Picture B: This is an example of thermal center not defined, since the geometrical construction leads to different points for different expansions.

The thermal center is defined under the following hypothesis:
- A solid body with homogeneous and isotropic thermal properties;
- Isostatically constrained;
- A thermal variation ΔT is applied to the entire body.

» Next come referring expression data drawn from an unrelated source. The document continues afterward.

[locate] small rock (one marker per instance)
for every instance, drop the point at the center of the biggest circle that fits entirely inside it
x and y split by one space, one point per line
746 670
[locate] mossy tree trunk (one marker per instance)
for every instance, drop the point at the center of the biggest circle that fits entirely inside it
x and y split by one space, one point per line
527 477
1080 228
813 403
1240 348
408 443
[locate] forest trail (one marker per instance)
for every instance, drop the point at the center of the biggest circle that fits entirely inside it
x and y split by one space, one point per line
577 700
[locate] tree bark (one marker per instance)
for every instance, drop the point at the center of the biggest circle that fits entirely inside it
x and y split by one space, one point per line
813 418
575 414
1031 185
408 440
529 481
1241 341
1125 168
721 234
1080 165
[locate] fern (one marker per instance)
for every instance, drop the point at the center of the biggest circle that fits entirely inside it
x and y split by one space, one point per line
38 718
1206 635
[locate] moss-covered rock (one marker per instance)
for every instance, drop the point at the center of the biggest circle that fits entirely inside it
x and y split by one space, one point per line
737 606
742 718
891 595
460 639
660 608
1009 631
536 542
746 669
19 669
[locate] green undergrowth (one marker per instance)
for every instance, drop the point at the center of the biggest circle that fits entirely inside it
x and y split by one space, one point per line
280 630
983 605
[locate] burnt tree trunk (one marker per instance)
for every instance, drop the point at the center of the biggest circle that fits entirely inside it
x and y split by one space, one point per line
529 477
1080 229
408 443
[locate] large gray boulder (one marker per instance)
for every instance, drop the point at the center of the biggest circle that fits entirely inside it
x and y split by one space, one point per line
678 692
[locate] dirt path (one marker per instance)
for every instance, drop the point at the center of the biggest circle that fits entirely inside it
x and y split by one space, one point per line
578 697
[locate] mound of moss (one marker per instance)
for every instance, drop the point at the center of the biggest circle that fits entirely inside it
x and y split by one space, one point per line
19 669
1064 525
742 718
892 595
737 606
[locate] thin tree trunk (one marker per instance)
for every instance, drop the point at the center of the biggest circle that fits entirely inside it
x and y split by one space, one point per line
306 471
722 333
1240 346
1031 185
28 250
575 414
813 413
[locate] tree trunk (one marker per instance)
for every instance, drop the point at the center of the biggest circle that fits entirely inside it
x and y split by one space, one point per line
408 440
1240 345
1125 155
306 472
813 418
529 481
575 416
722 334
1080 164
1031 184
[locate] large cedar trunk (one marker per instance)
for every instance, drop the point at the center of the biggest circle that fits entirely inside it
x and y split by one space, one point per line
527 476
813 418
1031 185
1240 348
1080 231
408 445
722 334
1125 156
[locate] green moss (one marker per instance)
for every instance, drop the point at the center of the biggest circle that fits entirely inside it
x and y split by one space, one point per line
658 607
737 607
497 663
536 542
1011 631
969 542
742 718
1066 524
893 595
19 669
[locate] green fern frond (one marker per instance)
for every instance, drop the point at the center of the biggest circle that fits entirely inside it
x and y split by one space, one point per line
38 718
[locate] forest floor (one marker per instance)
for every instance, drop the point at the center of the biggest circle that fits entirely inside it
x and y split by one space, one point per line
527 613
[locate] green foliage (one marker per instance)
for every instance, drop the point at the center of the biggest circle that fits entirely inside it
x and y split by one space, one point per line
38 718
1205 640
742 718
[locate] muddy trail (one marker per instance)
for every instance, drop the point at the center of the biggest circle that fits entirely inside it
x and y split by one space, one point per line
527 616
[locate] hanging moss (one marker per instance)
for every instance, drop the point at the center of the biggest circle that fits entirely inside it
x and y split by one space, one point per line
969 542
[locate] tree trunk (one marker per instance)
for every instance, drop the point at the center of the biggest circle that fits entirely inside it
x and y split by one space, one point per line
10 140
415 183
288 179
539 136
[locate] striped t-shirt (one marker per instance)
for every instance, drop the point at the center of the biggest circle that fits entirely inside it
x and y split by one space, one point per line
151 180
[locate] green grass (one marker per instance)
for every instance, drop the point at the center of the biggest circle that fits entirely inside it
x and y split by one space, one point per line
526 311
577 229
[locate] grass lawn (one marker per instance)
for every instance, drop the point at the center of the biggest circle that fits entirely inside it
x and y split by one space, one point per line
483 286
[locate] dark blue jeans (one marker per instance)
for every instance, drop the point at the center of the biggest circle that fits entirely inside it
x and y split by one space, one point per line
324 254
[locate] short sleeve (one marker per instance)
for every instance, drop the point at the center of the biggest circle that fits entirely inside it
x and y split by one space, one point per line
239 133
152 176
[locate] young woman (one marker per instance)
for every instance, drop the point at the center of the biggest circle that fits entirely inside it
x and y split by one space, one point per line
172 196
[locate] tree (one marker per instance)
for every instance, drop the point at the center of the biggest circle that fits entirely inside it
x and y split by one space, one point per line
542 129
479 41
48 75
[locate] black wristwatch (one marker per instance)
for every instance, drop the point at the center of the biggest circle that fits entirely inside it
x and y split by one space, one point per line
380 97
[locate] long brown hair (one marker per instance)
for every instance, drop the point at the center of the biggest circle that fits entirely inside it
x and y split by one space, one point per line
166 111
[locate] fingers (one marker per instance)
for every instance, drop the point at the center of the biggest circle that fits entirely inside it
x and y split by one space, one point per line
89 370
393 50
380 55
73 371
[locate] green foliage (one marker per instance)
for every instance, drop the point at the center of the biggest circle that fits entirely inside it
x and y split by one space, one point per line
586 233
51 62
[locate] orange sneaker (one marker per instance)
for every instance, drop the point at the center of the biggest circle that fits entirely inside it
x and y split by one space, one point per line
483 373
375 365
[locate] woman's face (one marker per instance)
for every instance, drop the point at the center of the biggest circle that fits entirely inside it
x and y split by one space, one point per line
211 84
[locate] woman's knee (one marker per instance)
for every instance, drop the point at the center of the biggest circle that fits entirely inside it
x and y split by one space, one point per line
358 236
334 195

The thermal variation will produce an expansion of the body: this means that for each couple of points P and Q the distance will become:

$d_2(P,Q) = K \cdot d_1(P,Q)$

where $K = 1 + \alpha \cdot \Delta T$, $\alpha$ is the coefficient of thermal expansion.
Analyzing this phenomenon in an absolute coordinate system, the transformation of the solid body is a geometrical similarity.
It is possible that, choosing the constrains conveniently, one point belonging to the space associated to the body will not move during the thermal variation: this point is called thermal center. In this case, the geometrical similarity becomes a homothety and the thermal center is the center of the homothety itself.

The thermal center does not always exist. The TC is a function of the constraints. Picture B shows an example where the geometry of the constraints doesn't come to a unique point.

The TC may exist even if the body has non-homogeneous isotropic thermal properties, but when this condition is not verified, it's not possible to determine its position by using the simple geometric method shown above, and the transformation will not be a homothety.